Tse Nga Tina Ng is a Professor in the Electrical and Computer Engineering Department and affiliated with the Materials Science Program at University of California San Diego (UCSD). She received her B.S. in chemistry from Knox College and M.S. and Ph.D. degree in physical chemistry from Cornell University. She started her career at Xerox Palo Alto Research Center, prior to joining UCSD in 2016. Dr. Ng is a Fellow of the National Academy of Inventors, recipient of the NSF Mid-Career Advancement Award, and appointed as a Distinguished Lecturer by the IEEE Sensors Council. She is currently an Associate Editor for IEEE Journal on Flexible Electronics and serving on the editorial boards of ACS Applied Electronic Materials and Institute of Physics Flexible Printed Electronics. Her lab website is http://flexible-electronics.ucsd.edu/
Abstract: Solution-processable materials enable versatile approaches that can lead to devices that are economical and easily reconfigurable. Here we present the design and additive processing of polymeric materials to achieve optoelectronics and energy storage for Internet of Things applications. We will discuss two example use cases, including sensors for infrared imaging that enable deeper penetration depth and structural supercapacitors for energy storage.

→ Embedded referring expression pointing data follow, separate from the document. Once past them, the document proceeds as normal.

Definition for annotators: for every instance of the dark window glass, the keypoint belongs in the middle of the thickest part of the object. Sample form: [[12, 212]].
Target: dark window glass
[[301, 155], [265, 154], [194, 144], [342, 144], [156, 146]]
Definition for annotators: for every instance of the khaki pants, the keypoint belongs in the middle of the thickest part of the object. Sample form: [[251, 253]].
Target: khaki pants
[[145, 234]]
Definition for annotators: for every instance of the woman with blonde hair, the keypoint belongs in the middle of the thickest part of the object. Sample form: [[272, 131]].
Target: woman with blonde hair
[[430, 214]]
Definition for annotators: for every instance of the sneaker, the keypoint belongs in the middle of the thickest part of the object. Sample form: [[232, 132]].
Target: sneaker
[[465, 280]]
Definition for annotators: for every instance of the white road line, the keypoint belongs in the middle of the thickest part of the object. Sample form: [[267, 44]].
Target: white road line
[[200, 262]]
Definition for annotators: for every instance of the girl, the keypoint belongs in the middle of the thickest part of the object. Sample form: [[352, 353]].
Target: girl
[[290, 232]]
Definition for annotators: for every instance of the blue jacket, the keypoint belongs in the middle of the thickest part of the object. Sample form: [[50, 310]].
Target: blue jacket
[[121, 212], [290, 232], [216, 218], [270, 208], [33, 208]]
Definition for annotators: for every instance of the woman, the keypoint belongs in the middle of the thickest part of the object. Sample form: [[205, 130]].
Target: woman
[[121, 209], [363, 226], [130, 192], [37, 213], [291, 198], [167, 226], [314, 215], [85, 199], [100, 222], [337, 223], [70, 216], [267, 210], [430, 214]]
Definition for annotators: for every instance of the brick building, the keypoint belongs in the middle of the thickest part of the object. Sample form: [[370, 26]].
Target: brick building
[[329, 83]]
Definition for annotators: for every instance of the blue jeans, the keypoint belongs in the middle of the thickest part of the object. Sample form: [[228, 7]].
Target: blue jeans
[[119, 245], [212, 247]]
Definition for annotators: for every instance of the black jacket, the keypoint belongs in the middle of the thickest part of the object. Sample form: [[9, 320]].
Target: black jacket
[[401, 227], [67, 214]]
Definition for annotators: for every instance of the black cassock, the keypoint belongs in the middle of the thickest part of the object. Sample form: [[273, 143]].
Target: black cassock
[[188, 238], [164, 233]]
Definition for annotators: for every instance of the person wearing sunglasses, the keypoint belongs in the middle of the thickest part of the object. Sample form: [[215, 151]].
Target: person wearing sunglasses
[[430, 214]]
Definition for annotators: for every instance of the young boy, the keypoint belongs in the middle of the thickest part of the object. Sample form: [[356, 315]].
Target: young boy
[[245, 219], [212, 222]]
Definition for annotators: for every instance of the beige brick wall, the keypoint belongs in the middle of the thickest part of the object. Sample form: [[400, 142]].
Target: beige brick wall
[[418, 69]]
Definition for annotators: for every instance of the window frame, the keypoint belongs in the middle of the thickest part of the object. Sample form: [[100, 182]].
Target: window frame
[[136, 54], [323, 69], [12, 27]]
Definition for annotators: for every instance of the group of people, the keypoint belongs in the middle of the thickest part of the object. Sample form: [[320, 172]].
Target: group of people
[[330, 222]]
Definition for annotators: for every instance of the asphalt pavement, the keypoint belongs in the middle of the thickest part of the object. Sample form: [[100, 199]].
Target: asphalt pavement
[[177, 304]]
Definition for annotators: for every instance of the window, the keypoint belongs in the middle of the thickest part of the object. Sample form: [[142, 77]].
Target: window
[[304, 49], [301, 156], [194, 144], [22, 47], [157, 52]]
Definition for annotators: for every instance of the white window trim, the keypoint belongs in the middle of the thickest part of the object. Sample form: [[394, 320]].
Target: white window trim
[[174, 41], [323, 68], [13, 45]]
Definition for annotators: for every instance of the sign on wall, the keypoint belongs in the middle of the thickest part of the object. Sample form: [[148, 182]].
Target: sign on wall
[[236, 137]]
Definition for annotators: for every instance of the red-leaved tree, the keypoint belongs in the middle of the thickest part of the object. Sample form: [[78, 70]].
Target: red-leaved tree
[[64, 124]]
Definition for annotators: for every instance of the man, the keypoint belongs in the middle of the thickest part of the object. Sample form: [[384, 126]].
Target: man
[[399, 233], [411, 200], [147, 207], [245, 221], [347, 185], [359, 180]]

Organic infrared photodetectors with improved detectivity would enable low-cost spectroscopic analysis and other imaging applications. However, organic infrared materials are challenged by inefficient transduction due to increasing recombination with lower bandgaps. Here we report the approach of different device structures to increase signal gain for materials responsive from 1100 to 1600 nm. The comparisons of photodiodes and retinomorphic capacitive detectors will evaluate the potentials and trade-off of alternative structures to enhance sensitivity and motion detection (Advanced Science 2023, 2304688).
The same class of organic semiconductors can be applied in energy storage applications, in particular for redox supercapacitors as portable power sources. We developed multifunctional structures, which combine load-bearing and energy-storage functions in one, resulting in weight savings and safety improvements. The structural supercapacitors are demonstrated to reach state-of-the-art performance matching the level of mono-functional supercapacitors. Finally, the structural supercapacitor was made into the hull of a model boat to demonstrate its multifunctionality (Science Advances 2023, eadh0069). This presentation aims to summarize the key challenges and future opportunities of integrating polymer electronics in various remote sensing applications.